CNN has reviewed 53 leaked Pentagon documents, all of which appear to have been produced between mid-February and early March, that contain a wide range of highly classified information.

Some of the documents, which US officials say are authentic, expose the extent of US eavesdropping on key allies, including South Korea, Israel and Ukraine.

On Russia and Wagner Group: Others reveal the degree to which the US has penetrated the Russian Ministry of Defense and the Russian mercenary organization Wagner Group, largely through intercepted communications and human sources, which could now be cut off or put in danger.

On Ukraine’s military and Zelensky: Still, others divulge key weaknesses in Ukrainian weaponry, air defense, and battalion sizes and readiness at a critical point in the war, as Ukrainian forces gear up to launch a counteroffensive against the Russians – and just as the US and Ukraine have begun to develop a more mutually trusting relationship over intelligence-sharing.

One document reveals that the US has been spying on Ukrainian President Volodymyr Zelensky. That is unsurprising, said a source close to Zelensky, but Ukrainian officials are deeply frustrated about the leak.

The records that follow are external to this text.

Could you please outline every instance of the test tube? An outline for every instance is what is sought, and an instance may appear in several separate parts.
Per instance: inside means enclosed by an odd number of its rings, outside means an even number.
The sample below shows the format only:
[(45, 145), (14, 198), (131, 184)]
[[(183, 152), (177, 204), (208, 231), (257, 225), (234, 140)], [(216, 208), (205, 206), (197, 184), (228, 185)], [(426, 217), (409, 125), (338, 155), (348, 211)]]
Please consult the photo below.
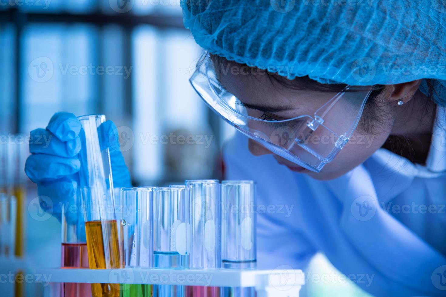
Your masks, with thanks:
[[(88, 268), (85, 221), (83, 213), (80, 191), (68, 203), (62, 205), (62, 268)], [(90, 284), (62, 283), (62, 297), (91, 296)]]
[[(156, 190), (154, 209), (154, 265), (182, 269), (189, 266), (190, 249), (190, 203), (182, 187)], [(154, 286), (153, 296), (184, 296), (183, 286)]]
[[(256, 267), (256, 183), (223, 180), (222, 193), (222, 263), (223, 268)], [(225, 288), (223, 295), (255, 296), (254, 288)]]
[[(121, 189), (124, 264), (126, 267), (153, 267), (153, 203), (154, 187)], [(121, 297), (151, 297), (153, 285), (124, 284)]]
[[(186, 180), (190, 202), (191, 248), (190, 267), (206, 269), (221, 266), (220, 184), (217, 179)], [(219, 297), (218, 287), (188, 286), (187, 297)]]
[[(105, 116), (85, 115), (78, 119), (83, 128), (79, 133), (79, 187), (85, 207), (89, 266), (90, 269), (118, 268), (121, 260), (110, 154), (105, 143), (108, 139), (101, 132)], [(91, 284), (94, 297), (118, 297), (119, 293), (119, 285)]]

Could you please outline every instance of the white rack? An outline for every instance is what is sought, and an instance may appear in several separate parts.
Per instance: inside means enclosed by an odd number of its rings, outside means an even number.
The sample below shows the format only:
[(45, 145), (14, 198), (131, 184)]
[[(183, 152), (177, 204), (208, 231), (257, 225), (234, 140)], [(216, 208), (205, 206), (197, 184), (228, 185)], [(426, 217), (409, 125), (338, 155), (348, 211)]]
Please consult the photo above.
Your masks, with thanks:
[[(298, 297), (304, 283), (300, 270), (132, 269), (38, 270), (41, 282), (148, 284), (215, 287), (254, 287), (258, 297)], [(48, 284), (44, 284), (44, 285)], [(45, 296), (53, 296), (55, 286), (45, 285)]]

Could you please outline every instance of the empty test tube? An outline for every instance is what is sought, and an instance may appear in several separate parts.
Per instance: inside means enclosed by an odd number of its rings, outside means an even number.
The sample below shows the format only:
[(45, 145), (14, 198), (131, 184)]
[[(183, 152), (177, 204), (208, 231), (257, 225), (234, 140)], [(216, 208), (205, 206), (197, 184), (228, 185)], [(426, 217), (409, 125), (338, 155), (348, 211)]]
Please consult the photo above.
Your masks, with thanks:
[[(182, 269), (189, 266), (190, 203), (183, 187), (159, 187), (154, 204), (154, 266)], [(153, 296), (182, 297), (183, 286), (154, 286)]]
[[(186, 195), (190, 202), (191, 244), (190, 267), (219, 268), (221, 265), (220, 230), (221, 201), (216, 179), (186, 180)], [(218, 297), (220, 288), (202, 285), (186, 288), (187, 297)]]
[[(222, 195), (222, 263), (223, 268), (255, 269), (256, 183), (223, 180)], [(255, 296), (254, 288), (225, 288), (224, 297)]]
[[(119, 208), (124, 264), (126, 267), (153, 267), (153, 218), (156, 187), (122, 188)], [(122, 297), (149, 297), (153, 285), (124, 284)]]

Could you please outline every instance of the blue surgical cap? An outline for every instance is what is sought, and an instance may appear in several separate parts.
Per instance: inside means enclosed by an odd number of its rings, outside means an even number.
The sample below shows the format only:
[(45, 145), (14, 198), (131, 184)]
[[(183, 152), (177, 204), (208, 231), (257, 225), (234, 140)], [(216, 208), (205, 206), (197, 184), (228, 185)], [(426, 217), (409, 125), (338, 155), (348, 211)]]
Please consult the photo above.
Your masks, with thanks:
[[(446, 105), (442, 0), (182, 0), (209, 53), (293, 79), (352, 85), (430, 81)], [(420, 90), (427, 92), (423, 80)], [(434, 94), (435, 95), (435, 94)]]

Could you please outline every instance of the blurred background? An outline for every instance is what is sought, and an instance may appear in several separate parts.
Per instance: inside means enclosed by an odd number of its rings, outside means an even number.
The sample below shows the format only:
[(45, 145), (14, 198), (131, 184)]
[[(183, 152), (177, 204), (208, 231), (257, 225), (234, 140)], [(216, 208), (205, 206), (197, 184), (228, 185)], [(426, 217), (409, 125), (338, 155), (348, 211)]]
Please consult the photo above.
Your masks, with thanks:
[[(221, 149), (235, 130), (190, 85), (202, 51), (179, 4), (0, 0), (0, 277), (12, 276), (0, 282), (0, 295), (43, 296), (41, 284), (16, 277), (60, 264), (60, 223), (37, 215), (35, 185), (23, 171), (26, 136), (54, 113), (113, 121), (135, 186), (223, 177)], [(307, 271), (342, 276), (320, 254)], [(345, 281), (304, 289), (309, 296), (363, 294)]]

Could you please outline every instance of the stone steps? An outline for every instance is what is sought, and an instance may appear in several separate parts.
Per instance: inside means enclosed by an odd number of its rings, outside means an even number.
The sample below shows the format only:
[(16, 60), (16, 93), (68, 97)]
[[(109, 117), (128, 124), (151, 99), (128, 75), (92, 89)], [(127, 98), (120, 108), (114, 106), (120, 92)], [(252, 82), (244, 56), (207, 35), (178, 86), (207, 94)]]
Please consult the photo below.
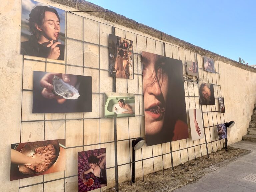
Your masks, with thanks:
[(250, 121), (250, 127), (252, 128), (256, 127), (256, 121)]
[(252, 121), (256, 121), (256, 115), (252, 115)]
[(243, 140), (256, 142), (256, 135), (246, 135), (243, 136)]
[(256, 128), (249, 127), (247, 129), (248, 134), (250, 135), (256, 135)]

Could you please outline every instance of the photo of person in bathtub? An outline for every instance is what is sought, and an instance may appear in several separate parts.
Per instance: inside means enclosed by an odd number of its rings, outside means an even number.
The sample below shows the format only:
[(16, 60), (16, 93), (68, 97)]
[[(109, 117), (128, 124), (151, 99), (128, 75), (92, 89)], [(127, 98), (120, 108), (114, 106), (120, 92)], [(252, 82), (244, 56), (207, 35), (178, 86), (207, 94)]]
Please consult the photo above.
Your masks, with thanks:
[(105, 118), (135, 116), (134, 94), (106, 93), (104, 99)]
[[(125, 104), (124, 101), (122, 99), (120, 99), (118, 101), (118, 105), (121, 109), (124, 109), (126, 111), (122, 111), (122, 113), (128, 113), (129, 114), (133, 114), (133, 111), (132, 110), (132, 106), (129, 104)], [(115, 110), (118, 113), (117, 108), (116, 107), (115, 107)]]
[(147, 146), (188, 138), (181, 61), (142, 51)]

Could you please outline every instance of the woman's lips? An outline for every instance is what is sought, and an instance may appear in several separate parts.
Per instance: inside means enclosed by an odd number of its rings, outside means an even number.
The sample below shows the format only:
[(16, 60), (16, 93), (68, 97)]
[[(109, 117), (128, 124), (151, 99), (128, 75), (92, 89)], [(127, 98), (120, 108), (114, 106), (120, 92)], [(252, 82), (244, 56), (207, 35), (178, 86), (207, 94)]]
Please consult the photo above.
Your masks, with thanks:
[(165, 112), (164, 107), (160, 107), (159, 105), (155, 106), (145, 109), (145, 112), (149, 115), (155, 120), (161, 120), (164, 117)]
[(56, 37), (57, 37), (58, 36), (59, 36), (59, 33), (54, 33), (53, 34), (53, 35), (55, 36)]

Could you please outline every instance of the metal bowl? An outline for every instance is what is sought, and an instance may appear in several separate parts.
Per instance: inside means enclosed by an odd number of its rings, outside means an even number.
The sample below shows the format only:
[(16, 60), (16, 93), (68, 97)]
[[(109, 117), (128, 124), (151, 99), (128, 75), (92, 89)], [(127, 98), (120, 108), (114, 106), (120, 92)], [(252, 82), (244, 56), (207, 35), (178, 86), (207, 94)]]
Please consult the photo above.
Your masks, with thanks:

The US intelligence report, which is sourced to signals intelligence, says that Zelensky in late February “suggested striking Russian deployment locations in Russia’s Rostov Oblast” using unmanned aerial vehicles since Ukraine does not have long-range weapons capable of reaching that far.

Signals intelligence includes intercepted communications and is broadly defined by the National Security Agency as “intelligence derived from electronic signals and systems used by foreign targets, such as communications systems, radars, and weapons systems.”

On South Korean officials: Yet another document describes, in remarkable detail, a conversation between two senior South Korean national security officials about concerns by the country’s National Security Council over a US request for ammunition.

The officials worried that supplying the ammunition, which the US would then send to Ukraine, would violate South Korea’s policy of not supplying lethal aid to countries at war. According to the document, one of the officials then suggested a way of getting around the policy without actually changing it – by selling the ammunition to Poland.